The man behind a supercar built Lego-like from a 3-D printer believes the future of the automotive industry lies with the ground-breaking technology.
“How we make cars is actually a much bigger problem than how we fuel our cars,” says Kevin Czinger, CEO and founder of California company Divergent Microfactories.
Czinger (above) says he built the car he calls the Blade to reduce the materials, energy, cost, and the overall environmental impact of making cars, a process that currently requires “capital investment in technologies that date back to the 1920s”.
He said the cost of building Blade was one-fiftieth that of traditional assembly line manufacture.
“Society has made great strides in its awareness and adoption of cleaner and greener cars,” says Czinger. “The problem is that while these cars do now exist, the actual manufacturing of them is anything but environmentally friendly.
“We’ve found a way to make automobiles that holds the promise of radically reducing the resource use and pollution generated by manufacturing.
“It also holds the promise of making large-scale car manufacturing affordable for small teams of innovators. And as Blade proves, we’ve done it without sacrificing style or substance.”
Blade is a bobsled-style two-seater with gull-wing doors and a chassis made using a laser-based 3-D printer, about 30kg of aluminium powder, and off-the-shelf carbon-fibre tubing.
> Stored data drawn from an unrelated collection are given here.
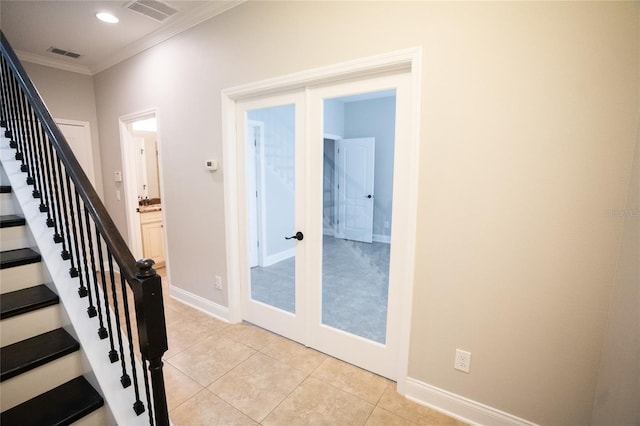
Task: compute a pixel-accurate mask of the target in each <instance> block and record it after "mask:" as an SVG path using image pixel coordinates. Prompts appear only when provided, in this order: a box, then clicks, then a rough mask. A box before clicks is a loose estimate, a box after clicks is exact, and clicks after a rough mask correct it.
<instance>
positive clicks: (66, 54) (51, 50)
mask: <svg viewBox="0 0 640 426" xmlns="http://www.w3.org/2000/svg"><path fill="white" fill-rule="evenodd" d="M47 51H48V52H51V53H55V54H57V55H62V56H68V57H69V58H73V59H78V58H79V57H80V56H82V55H81V54H79V53H76V52H70V51H68V50H63V49H58V48H57V47H53V46H51V47H50V48H49V49H47Z"/></svg>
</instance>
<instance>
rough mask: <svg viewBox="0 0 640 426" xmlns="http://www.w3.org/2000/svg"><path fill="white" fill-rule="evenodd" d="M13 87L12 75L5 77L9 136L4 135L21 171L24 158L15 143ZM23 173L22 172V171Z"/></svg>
mask: <svg viewBox="0 0 640 426" xmlns="http://www.w3.org/2000/svg"><path fill="white" fill-rule="evenodd" d="M15 85H16V79H15V77H14V76H13V75H8V76H7V93H8V96H7V98H8V100H9V104H8V111H9V121H8V122H7V125H8V126H9V134H7V133H5V136H7V137H9V138H11V142H9V146H10V147H11V148H15V150H16V155H15V159H16V160H18V161H21V163H22V164H21V170H22V166H24V158H23V157H24V156H23V154H22V147H21V146H20V144H19V143H18V141H16V135H17V134H18V133H17V128H16V122H17V120H18V119H17V117H16V115H17V105H16V103H17V100H16V93H15ZM22 171H23V172H24V170H22Z"/></svg>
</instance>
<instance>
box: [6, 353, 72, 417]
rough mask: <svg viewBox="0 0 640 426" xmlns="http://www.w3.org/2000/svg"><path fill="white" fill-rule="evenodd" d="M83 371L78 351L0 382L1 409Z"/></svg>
mask: <svg viewBox="0 0 640 426" xmlns="http://www.w3.org/2000/svg"><path fill="white" fill-rule="evenodd" d="M83 373H84V371H83V368H82V359H81V357H80V352H79V351H76V352H74V353H71V354H69V355H66V356H63V357H62V358H58V359H56V360H55V361H52V362H49V363H47V364H45V365H41V366H40V367H38V368H34V369H33V370H30V371H27V372H26V373H22V374H20V375H18V376H16V377H13V378H11V379H9V380H5V381H4V382H2V383H0V406H1V407H2V411H5V410H8V409H9V408H12V407H15V406H16V405H18V404H21V403H23V402H25V401H28V400H29V399H31V398H33V397H35V396H38V395H40V394H41V393H44V392H47V391H49V390H51V389H53V388H55V387H57V386H60V385H61V384H63V383H66V382H68V381H69V380H71V379H74V378H76V377H78V376H81V375H82V374H83Z"/></svg>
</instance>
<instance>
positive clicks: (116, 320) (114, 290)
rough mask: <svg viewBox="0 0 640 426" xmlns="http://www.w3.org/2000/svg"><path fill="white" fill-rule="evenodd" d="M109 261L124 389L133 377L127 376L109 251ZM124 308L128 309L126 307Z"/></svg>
mask: <svg viewBox="0 0 640 426" xmlns="http://www.w3.org/2000/svg"><path fill="white" fill-rule="evenodd" d="M107 259H108V261H109V278H111V294H112V295H113V296H112V297H113V312H114V317H115V318H116V335H117V337H118V348H119V349H120V352H119V353H120V364H121V367H122V376H121V377H120V383H121V384H122V387H123V388H126V387H129V386H131V377H129V374H127V366H126V364H125V362H126V361H125V360H126V358H125V356H124V347H123V345H122V327H121V326H120V308H119V306H118V305H119V304H118V293H117V291H116V282H115V279H114V272H113V256H112V255H111V251H109V250H108V249H107ZM123 308H124V309H125V311H126V309H127V307H126V306H123Z"/></svg>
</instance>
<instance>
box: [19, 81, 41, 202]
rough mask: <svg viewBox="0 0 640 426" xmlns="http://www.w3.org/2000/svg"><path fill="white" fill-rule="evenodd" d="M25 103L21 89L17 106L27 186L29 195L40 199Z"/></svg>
mask: <svg viewBox="0 0 640 426" xmlns="http://www.w3.org/2000/svg"><path fill="white" fill-rule="evenodd" d="M26 103H27V99H26V97H25V94H24V92H23V91H22V89H20V90H19V92H18V105H19V109H18V111H19V114H20V138H21V139H22V141H23V143H24V145H25V146H26V160H27V184H29V185H33V191H31V195H33V198H40V191H39V190H38V182H37V179H36V178H35V173H36V167H37V166H36V158H35V147H34V145H35V144H34V142H33V139H32V138H30V137H29V133H28V126H27V122H26V121H27V114H26Z"/></svg>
The process turns the aluminium powder into junctions, called nodes, that are connected, Lego-like, to the carbon-fibre tubes. Result is a strong, mesh-like frame, a space frame of sorts over which Blade’s composite bodyshell is placed. The chassis alone weights 46kg.
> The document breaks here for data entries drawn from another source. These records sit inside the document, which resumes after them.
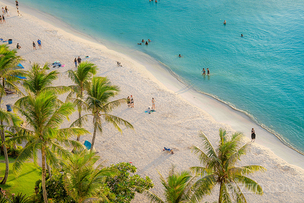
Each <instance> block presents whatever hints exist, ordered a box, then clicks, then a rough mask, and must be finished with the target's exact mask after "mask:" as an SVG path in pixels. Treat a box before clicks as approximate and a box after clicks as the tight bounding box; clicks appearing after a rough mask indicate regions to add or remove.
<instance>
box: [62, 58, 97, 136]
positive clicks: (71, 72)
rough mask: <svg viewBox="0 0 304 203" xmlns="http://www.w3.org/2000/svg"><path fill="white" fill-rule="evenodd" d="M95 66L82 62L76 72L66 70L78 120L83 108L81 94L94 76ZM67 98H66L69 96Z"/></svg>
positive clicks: (95, 67)
mask: <svg viewBox="0 0 304 203" xmlns="http://www.w3.org/2000/svg"><path fill="white" fill-rule="evenodd" d="M96 69H97V66H96V65H94V64H93V63H90V62H87V61H85V62H82V63H80V64H79V66H78V68H77V70H76V71H73V70H68V73H69V77H70V78H71V80H73V82H74V83H75V85H71V86H69V87H70V88H71V90H72V92H71V94H76V99H75V100H74V103H75V104H76V105H77V106H78V115H79V119H80V118H81V111H82V109H83V107H84V104H83V102H82V101H83V94H84V90H85V88H86V87H88V85H89V83H90V82H91V79H92V77H93V75H95V74H96ZM71 94H70V95H69V96H68V98H69V97H70V96H71ZM79 127H82V124H81V120H79ZM79 139H80V137H79V136H78V137H77V141H79Z"/></svg>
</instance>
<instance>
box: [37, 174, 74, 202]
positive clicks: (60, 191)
mask: <svg viewBox="0 0 304 203" xmlns="http://www.w3.org/2000/svg"><path fill="white" fill-rule="evenodd" d="M45 187H46V191H47V196H48V198H49V199H50V201H49V202H51V201H52V202H57V203H67V202H69V203H75V201H74V200H73V199H72V198H70V197H69V196H68V194H67V193H66V191H65V189H64V185H63V175H62V174H61V173H58V174H55V175H52V177H51V178H48V177H47V180H46V183H45ZM35 191H37V195H36V197H35V198H37V199H38V200H40V201H41V202H43V195H42V186H41V180H38V181H37V182H36V187H35Z"/></svg>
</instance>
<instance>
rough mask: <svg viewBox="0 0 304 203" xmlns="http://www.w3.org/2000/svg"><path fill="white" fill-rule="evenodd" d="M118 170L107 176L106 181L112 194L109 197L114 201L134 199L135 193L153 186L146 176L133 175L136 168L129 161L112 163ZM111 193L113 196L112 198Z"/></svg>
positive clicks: (142, 191)
mask: <svg viewBox="0 0 304 203" xmlns="http://www.w3.org/2000/svg"><path fill="white" fill-rule="evenodd" d="M111 167H112V168H115V169H117V170H118V171H119V174H118V175H117V176H115V177H108V178H107V180H106V183H107V185H108V187H109V188H110V190H111V193H112V196H110V197H109V199H111V200H113V202H115V203H128V202H131V200H132V199H134V197H135V194H136V193H143V192H144V191H145V190H149V189H150V188H152V187H153V183H152V180H151V179H150V178H149V177H148V176H146V177H145V178H142V177H140V176H139V175H134V173H135V172H136V170H137V168H136V167H135V166H133V165H131V164H130V163H124V162H122V163H119V164H116V165H112V166H111ZM113 194H114V195H115V198H114V199H113Z"/></svg>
That’s pretty much where the role of the 3-D printer ends. Czinger’s concession to automotive tradition is the use of a conventional engine and automatic gearbox, in this case a turbocharged four-cylinder 522kW dual-fuel unit switchable between petrol and compressed natural gas.
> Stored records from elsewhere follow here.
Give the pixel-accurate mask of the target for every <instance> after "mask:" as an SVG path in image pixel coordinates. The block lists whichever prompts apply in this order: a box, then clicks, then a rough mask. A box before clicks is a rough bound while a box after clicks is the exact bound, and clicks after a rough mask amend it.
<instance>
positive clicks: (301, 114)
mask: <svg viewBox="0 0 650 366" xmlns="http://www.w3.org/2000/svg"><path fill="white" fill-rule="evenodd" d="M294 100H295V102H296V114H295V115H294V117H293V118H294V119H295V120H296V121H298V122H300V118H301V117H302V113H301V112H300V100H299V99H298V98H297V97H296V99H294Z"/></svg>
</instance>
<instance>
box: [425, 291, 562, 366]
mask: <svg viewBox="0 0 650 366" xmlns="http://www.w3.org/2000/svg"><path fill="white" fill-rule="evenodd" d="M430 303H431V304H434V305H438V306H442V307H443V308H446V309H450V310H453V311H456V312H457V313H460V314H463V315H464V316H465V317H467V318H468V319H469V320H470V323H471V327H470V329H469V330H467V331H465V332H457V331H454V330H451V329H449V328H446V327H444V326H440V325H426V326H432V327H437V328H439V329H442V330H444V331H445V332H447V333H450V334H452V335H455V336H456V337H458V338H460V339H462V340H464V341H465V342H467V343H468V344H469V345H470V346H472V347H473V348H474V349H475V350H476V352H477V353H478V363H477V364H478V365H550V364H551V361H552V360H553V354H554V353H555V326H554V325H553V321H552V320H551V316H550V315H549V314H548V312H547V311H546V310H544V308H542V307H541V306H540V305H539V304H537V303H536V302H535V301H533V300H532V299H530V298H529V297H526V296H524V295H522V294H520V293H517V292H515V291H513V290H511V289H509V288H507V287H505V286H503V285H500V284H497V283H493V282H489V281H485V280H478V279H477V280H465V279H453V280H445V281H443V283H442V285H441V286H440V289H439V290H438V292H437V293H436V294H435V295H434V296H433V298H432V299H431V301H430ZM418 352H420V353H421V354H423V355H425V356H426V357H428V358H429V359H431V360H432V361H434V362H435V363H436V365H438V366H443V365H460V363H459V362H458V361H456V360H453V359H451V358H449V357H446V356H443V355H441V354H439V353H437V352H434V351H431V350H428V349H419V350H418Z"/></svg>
The finished product weighs 635kg – that’s 90 per cent lighter than a Toyota Corolla hatchback. The power-to-weight ratio means Blade is faster off the mark than any Ferrari or Lamborghini – Czinger claims a 0-100km/h time of 2.2 seconds.
The former US Marine, US assistant attorney and merchant banker has been trying to shake up the car industry since 2009 when he founded Coda Automotive, an electric car outfit, in Los Angeles.
Coda raised more than US$200 million but wasn’t able to sell more than about 100 cars during its four-year lifespan. Czinger stepped down as CEO in 2010 and the company filed for bankruptcy protection from creditors in 2013.
This time, Czinger isn’t doing all the manufacturing himself – he is more interested in licensing its 3-D printing technology to a new generation of small carmakers.
“We’ve developed a sustainable path forward for the car industry that we believe will result in a renaissance in car manufacturing, with innovative, eco-friendly cars like Blade being designed and built in microfactories around the world,” he says.